Local officials described practical problems. Natrona County and Mills municipal leaders said projects such as Dyno Solar and Natrium have long lead times between permitting and construction, and local fire districts sometimes must buy trucks years in advance. "Impacts are immediate; payments are not," Mayor Juarez of Mills said, noting his city had committed more than $323,000 for emergency equipment while awaiting reimbursements. County commissioners argued for bonds held by the state so communities are not left carrying the cost if a developer delays or abandons a project.

Industry and others warned against an inflexible one-size-fits-all bond requirement. Craig Roode, who represents a Trona mining operation planning a multibillion-dollar expansion, said companies operate on tight margins and that large upfront bonding could deter projects or create stranded equipment if market conditions change. Several witnesses suggested a middle path: identify long-lead items that justify upfront funding (for example, specialized trucks or lift stations) and allow the council to require bonds or prepayments tailored to a project’s needs.

Committee members debated language from prior working drafts (LSO proposals identified in committee materials). Representative Lawley moved to request LSO redraft a proposal (LSO 70) that would allow prepayments or bonding for immediate impact needs; the amended motion failed on a committee hand-count.

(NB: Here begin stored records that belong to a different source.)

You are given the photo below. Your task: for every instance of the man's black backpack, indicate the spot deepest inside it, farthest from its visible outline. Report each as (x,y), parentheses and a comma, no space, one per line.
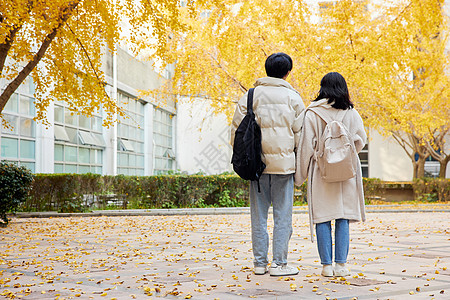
(246,158)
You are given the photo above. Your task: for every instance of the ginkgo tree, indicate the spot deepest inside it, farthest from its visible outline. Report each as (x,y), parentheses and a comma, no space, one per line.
(60,44)
(391,53)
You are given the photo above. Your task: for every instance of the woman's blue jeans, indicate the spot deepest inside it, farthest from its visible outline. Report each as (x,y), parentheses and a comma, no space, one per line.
(325,245)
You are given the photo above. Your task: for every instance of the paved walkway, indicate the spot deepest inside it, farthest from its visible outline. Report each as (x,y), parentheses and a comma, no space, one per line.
(392,256)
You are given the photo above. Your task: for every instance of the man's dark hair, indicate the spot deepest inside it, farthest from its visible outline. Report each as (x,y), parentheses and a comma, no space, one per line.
(334,88)
(278,65)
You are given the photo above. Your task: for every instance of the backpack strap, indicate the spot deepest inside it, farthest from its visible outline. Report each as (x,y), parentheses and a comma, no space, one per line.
(250,112)
(250,101)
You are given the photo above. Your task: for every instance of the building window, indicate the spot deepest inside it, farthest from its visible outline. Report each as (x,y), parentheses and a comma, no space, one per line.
(79,142)
(18,132)
(162,139)
(432,167)
(130,133)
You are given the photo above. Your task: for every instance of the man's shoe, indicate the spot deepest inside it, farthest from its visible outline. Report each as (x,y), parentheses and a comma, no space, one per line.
(327,270)
(341,270)
(260,270)
(283,270)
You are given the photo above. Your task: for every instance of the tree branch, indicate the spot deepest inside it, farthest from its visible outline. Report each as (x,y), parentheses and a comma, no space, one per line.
(13,85)
(100,82)
(6,46)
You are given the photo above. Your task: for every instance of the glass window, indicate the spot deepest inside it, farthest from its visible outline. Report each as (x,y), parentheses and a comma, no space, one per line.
(13,104)
(59,153)
(70,169)
(26,106)
(97,124)
(69,117)
(84,122)
(132,161)
(83,155)
(70,153)
(59,168)
(61,134)
(10,147)
(72,134)
(59,114)
(27,127)
(29,165)
(12,124)
(84,169)
(27,149)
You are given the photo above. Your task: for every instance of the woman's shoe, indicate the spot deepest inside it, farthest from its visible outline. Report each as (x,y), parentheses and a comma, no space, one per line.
(327,271)
(341,270)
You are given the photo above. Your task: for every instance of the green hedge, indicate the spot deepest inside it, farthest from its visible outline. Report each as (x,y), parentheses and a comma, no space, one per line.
(82,192)
(432,189)
(15,183)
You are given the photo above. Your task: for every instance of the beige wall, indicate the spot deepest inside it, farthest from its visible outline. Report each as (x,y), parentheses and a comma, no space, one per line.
(387,159)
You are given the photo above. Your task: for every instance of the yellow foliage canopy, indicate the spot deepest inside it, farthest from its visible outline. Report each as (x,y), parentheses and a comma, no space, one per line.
(392,56)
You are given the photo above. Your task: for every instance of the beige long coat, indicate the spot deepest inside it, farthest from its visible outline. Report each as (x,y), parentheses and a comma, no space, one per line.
(277,107)
(329,200)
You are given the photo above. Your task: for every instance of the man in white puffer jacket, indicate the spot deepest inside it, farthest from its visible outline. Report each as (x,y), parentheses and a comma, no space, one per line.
(277,107)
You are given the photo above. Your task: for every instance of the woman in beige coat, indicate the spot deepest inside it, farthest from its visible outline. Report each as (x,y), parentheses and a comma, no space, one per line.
(340,201)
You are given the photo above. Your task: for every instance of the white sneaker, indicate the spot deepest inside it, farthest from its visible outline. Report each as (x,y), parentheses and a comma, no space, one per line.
(283,270)
(341,270)
(327,270)
(260,270)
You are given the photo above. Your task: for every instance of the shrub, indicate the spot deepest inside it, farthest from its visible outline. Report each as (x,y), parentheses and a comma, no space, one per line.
(15,184)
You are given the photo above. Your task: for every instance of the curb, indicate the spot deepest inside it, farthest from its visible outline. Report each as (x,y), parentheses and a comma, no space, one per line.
(424,208)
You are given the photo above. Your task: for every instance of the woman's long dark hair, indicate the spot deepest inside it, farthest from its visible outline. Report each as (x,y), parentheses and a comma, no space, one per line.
(334,88)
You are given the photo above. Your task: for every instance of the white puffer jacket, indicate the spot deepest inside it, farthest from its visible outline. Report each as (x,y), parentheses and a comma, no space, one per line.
(277,108)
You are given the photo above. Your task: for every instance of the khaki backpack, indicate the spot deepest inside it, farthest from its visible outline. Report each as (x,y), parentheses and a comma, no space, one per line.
(335,153)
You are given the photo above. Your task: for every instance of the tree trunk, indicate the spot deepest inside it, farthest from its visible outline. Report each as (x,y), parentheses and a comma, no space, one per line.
(15,83)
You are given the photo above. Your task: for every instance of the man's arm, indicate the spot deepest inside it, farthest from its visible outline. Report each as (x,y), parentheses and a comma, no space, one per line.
(299,107)
(239,114)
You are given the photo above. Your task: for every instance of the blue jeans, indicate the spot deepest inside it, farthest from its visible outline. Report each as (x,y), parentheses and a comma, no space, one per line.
(278,190)
(324,242)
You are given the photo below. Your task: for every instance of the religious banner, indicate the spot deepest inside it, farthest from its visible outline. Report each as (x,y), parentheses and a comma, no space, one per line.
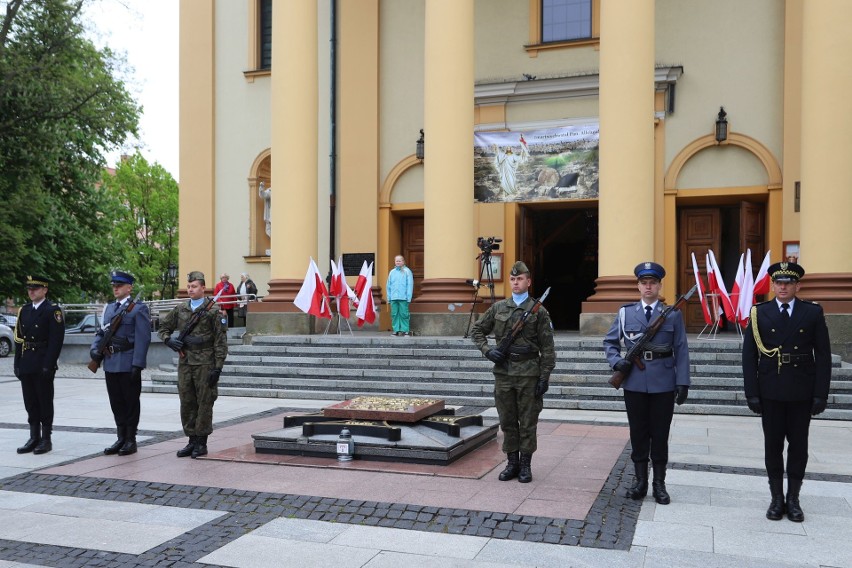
(536,165)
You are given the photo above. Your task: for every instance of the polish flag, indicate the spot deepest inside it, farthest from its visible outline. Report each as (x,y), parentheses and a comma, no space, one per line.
(761,281)
(313,296)
(737,290)
(339,288)
(366,309)
(707,319)
(747,293)
(722,290)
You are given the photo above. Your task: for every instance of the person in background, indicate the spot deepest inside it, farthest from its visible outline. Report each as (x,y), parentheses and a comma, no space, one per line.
(39,334)
(400,287)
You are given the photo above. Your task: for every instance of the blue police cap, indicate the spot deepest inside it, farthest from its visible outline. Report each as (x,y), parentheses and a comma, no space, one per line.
(119,277)
(652,269)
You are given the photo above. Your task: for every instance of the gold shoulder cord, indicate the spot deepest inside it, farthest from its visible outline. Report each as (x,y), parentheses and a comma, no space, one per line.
(760,346)
(15,332)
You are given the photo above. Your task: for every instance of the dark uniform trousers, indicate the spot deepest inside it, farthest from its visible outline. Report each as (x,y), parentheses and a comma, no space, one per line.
(37,389)
(124,392)
(650,418)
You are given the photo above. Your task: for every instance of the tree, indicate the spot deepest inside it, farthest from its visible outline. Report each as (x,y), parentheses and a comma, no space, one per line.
(144,219)
(61,107)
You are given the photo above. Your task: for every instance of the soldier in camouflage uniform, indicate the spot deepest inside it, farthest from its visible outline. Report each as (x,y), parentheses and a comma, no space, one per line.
(202,354)
(521,376)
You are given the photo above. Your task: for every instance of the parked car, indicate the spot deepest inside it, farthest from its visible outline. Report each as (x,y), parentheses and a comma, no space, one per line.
(6,340)
(89,324)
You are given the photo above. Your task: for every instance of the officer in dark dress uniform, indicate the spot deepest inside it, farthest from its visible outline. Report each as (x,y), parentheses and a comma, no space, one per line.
(123,360)
(787,374)
(521,376)
(39,334)
(650,393)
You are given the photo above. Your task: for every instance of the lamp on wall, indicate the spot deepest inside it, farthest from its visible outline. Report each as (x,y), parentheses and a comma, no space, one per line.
(418,152)
(721,126)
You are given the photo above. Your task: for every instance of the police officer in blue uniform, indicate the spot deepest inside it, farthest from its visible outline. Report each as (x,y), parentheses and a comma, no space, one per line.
(650,393)
(39,334)
(123,360)
(787,375)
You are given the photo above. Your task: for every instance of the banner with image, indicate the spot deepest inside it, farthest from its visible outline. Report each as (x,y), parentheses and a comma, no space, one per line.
(536,165)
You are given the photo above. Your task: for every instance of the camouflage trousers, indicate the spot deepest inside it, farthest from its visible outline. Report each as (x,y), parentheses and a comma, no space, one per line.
(196,399)
(518,409)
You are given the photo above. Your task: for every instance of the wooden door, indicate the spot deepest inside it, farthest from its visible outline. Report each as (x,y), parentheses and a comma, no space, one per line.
(412,249)
(699,231)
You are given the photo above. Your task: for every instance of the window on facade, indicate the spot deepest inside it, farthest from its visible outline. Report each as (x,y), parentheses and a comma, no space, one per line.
(566,20)
(265,34)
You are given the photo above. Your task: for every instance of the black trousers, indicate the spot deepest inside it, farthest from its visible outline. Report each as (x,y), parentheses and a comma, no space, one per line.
(649,416)
(124,393)
(38,397)
(788,421)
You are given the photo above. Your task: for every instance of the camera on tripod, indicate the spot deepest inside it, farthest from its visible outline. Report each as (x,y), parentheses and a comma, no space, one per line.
(488,244)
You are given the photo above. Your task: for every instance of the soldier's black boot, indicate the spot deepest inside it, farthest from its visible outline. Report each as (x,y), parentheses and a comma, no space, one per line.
(129,446)
(640,483)
(794,510)
(776,507)
(200,447)
(113,449)
(525,475)
(35,438)
(658,486)
(187,449)
(512,468)
(44,445)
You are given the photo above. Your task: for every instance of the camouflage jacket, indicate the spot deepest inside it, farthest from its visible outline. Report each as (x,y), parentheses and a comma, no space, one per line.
(536,336)
(208,342)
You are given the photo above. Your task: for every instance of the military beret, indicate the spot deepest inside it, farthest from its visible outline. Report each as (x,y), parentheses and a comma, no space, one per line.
(649,269)
(119,277)
(786,272)
(37,282)
(519,268)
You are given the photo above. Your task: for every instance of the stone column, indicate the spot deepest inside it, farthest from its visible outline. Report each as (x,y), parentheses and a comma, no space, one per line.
(294,165)
(448,168)
(826,199)
(626,202)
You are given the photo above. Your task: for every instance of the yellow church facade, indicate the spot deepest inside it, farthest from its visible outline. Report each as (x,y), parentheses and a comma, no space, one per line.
(318,107)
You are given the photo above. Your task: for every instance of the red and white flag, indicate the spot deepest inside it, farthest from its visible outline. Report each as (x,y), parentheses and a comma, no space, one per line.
(366,309)
(313,296)
(721,289)
(747,292)
(761,281)
(704,308)
(737,290)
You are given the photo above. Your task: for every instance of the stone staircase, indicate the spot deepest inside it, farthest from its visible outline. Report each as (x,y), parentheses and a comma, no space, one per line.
(342,367)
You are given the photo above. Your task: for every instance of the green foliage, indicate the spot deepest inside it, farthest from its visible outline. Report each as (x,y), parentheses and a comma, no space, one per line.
(144,221)
(61,108)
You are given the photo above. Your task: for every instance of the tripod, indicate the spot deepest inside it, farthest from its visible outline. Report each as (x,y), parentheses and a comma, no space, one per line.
(486,273)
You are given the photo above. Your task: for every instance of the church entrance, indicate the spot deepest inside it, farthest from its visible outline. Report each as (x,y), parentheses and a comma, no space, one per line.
(559,242)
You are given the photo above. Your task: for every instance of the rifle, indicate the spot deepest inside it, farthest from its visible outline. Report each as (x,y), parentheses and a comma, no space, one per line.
(507,341)
(196,318)
(111,329)
(633,355)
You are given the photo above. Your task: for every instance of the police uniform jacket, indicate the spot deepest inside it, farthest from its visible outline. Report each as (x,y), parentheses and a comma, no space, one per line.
(534,345)
(129,344)
(660,374)
(208,342)
(39,334)
(803,342)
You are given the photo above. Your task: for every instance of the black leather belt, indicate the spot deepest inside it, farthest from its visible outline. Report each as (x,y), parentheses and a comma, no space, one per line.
(518,357)
(787,358)
(651,355)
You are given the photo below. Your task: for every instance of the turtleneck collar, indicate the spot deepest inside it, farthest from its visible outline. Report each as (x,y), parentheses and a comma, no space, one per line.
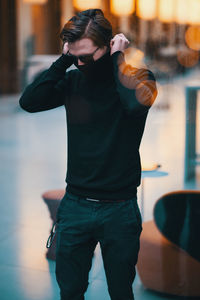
(99,69)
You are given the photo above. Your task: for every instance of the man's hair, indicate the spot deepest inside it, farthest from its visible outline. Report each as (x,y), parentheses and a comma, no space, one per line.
(90,24)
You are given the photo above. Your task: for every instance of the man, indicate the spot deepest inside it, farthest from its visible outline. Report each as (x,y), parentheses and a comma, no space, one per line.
(106,104)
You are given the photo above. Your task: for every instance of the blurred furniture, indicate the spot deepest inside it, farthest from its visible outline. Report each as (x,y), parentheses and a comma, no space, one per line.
(191,157)
(149,171)
(169,257)
(52,199)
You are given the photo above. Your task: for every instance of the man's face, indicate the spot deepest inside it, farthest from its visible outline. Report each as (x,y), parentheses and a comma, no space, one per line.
(86,46)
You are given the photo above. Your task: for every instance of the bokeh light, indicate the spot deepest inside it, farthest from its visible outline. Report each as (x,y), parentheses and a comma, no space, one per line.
(187,57)
(166,10)
(147,9)
(122,7)
(192,37)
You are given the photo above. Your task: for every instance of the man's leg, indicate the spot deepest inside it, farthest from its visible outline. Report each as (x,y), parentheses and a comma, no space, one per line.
(120,246)
(75,249)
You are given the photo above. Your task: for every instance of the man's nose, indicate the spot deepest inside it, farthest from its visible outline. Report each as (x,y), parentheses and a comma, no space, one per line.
(80,62)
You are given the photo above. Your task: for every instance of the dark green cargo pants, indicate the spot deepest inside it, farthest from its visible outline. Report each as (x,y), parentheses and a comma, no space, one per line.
(81,224)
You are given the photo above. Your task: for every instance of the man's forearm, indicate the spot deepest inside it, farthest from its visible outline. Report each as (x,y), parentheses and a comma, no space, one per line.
(46,91)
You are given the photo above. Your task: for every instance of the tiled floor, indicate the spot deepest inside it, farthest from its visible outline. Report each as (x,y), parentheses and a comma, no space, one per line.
(33,160)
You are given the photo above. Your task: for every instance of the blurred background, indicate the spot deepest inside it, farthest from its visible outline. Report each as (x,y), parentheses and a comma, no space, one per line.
(165,37)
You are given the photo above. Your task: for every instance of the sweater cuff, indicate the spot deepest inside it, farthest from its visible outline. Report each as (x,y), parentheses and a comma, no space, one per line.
(118,58)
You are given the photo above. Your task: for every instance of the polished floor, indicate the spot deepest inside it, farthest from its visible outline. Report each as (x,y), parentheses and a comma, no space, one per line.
(33,160)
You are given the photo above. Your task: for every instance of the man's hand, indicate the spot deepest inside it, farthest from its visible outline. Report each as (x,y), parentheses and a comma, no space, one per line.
(65,48)
(119,43)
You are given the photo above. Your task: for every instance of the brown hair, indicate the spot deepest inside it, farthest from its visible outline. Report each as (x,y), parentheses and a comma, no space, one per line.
(90,24)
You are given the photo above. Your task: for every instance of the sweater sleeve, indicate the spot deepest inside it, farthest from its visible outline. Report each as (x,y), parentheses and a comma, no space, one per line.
(49,89)
(136,87)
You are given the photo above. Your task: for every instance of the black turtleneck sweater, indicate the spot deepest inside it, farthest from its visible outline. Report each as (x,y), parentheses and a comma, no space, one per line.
(106,111)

Earlier in the session the committee did approve a separate motion to prepare a bill draft to move consensus grant session law into statute and to gather stakeholder input on statutory changes relating to economic-development programs.

DEQ staff suggested statutory clarifications for exemptions (industrial parks, sovereign zones and certain mine-site exemptions) and recommended moving bond-determination authority from the director to the council, so membership could judge financial-assurance needs after reviewing permit hearings.

The committee did not adopt a binding change at this meeting but directed staff to continue work and scheduled the issue for the next interim meeting; members signaled divergent views on the acceptable size and structure of any upfront bond or prepayment program and asked DEQ and stakeholders to refine proposals.

Next steps, according to the chair: the committee will consider refined bill drafts, additional stakeholder feedback and specific language designating which costs qualify for upfront funds or bonding at its upcoming meeting.